A new smart-phone app can take your pulse and measure your breathing simply by detecting subtle changes in skin color. All you need to do is hold an index finger over a smart phone's video camera for a few minutes.
Earlier this year, researchers from MIT's Media Lab showed that a computer could reliably measure heart rate using just a mirror and a webcam.
The new app was created by researchers at Worcester Polytechnic Institute seeking to create smart-phone applications that can record basic health information without the need for external sensors, which can be expensive and unwieldy.
When the researchers compared the app with more standard tools for measuring heart and respiratory rates, such as the electrocardiograph and the pulse oximeter, the readings were almost identical. The results will be published in IEEE Transactions on Biomedical Engineering later this fall.
Ki Chon, a biomedical engineer at Worcester Polytechnic Institute and the lead researcher on the study, envisions the technology helping the elderly monitor their vital signs at home or in assisted living facilities. "The app seems to work on the earlobe, too, so the phone could even measure heart rate as people talk on the phone," he says.
Chon and his colleagues are also collaborating with clinicians at UMass Memorial Medical Center, using the app to monitor patients with atrial fibrillation, a relatively common abnormal heart rhythm that increases a person's risk of stroke. They're starting with patients who have already been diagnosed with the disorder, but David McManus, the lead clinician involved, says that the app may also help identify it, particularly in people who experience problems only periodically.
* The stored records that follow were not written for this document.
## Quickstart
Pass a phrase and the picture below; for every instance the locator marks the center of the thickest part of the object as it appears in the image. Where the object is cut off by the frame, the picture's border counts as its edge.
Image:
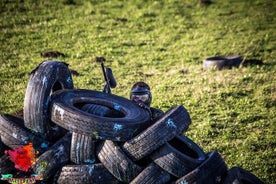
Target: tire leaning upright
(47, 78)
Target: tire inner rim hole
(183, 148)
(99, 110)
(57, 86)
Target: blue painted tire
(66, 111)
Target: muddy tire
(116, 161)
(238, 175)
(179, 156)
(152, 174)
(66, 112)
(54, 158)
(174, 121)
(48, 77)
(86, 174)
(212, 170)
(6, 166)
(82, 149)
(14, 134)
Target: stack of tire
(87, 136)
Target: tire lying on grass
(238, 175)
(82, 149)
(85, 174)
(66, 111)
(220, 62)
(47, 78)
(152, 174)
(178, 156)
(14, 134)
(212, 170)
(54, 158)
(117, 162)
(173, 122)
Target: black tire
(14, 134)
(82, 149)
(54, 158)
(86, 174)
(238, 175)
(173, 122)
(98, 110)
(179, 156)
(6, 166)
(66, 112)
(116, 161)
(47, 78)
(221, 62)
(110, 76)
(212, 170)
(152, 174)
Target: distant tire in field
(212, 170)
(238, 175)
(54, 158)
(220, 62)
(14, 134)
(6, 166)
(86, 174)
(112, 81)
(152, 174)
(47, 78)
(66, 111)
(116, 161)
(179, 156)
(82, 149)
(173, 122)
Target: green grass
(162, 43)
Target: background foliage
(162, 43)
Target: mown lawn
(162, 43)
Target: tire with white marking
(86, 174)
(173, 122)
(66, 111)
(47, 78)
(178, 156)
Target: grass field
(162, 43)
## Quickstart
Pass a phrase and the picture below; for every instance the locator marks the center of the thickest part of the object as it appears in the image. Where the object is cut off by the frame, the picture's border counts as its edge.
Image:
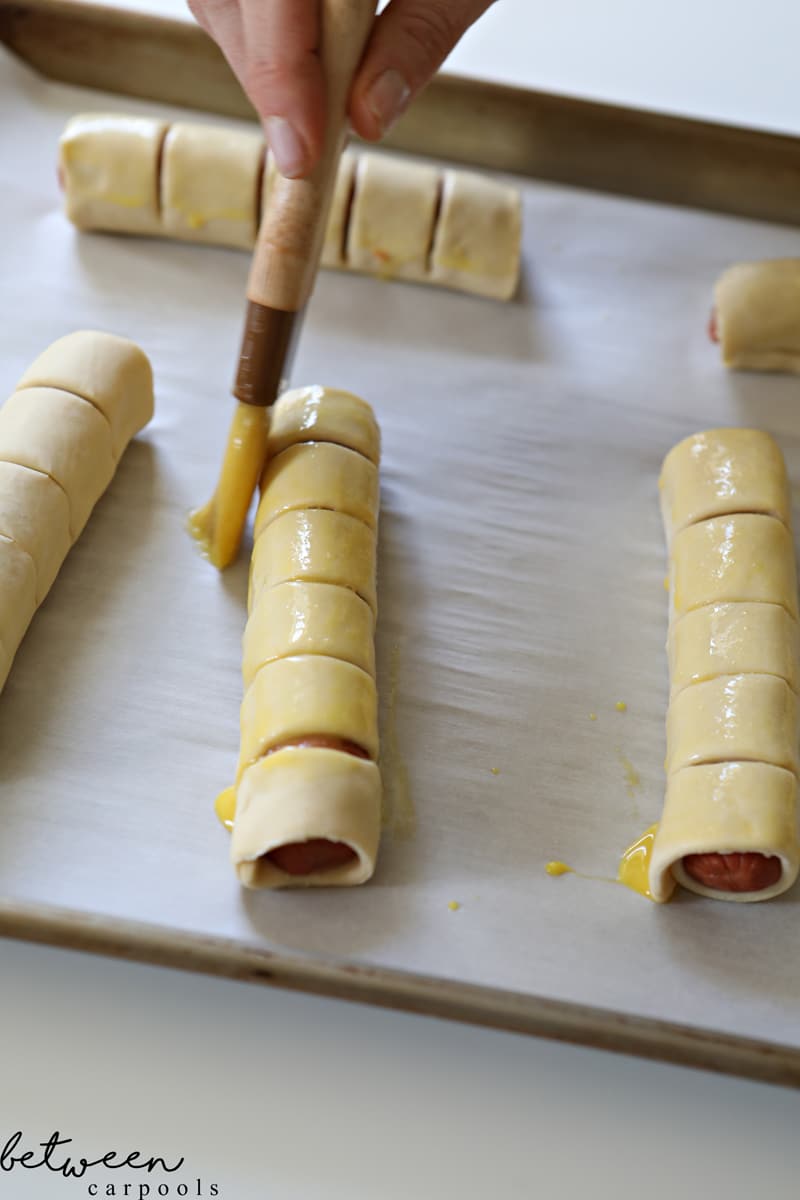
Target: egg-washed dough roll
(756, 316)
(729, 825)
(307, 785)
(739, 557)
(61, 436)
(733, 640)
(476, 243)
(389, 216)
(722, 472)
(109, 172)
Instead of waiting for symptoms to appear again, patients could use the app to keep a daily record of their heart rhythm, which they could either send to their doctor or bring to their next appointment. "This could be a tremendously powerful tool for monitoring arrhythmia," McManus says. "There's no added hardware, and it makes use of a device that a lot of folks have."
The tricky part for Chon and his team will be getting the app to work on different types of smart phones. The app relies on a combination of green light emitted by the video camera and white light from the flash, and these components vary slightly from phone to phone. Their proof-of-concept study was done on a Motorola Droid. The researchers plan to do more testing before making the app available for download. They're also testing a smart phone's ability to measure blood loss, which could help patients and even ambulance crews in emergencies.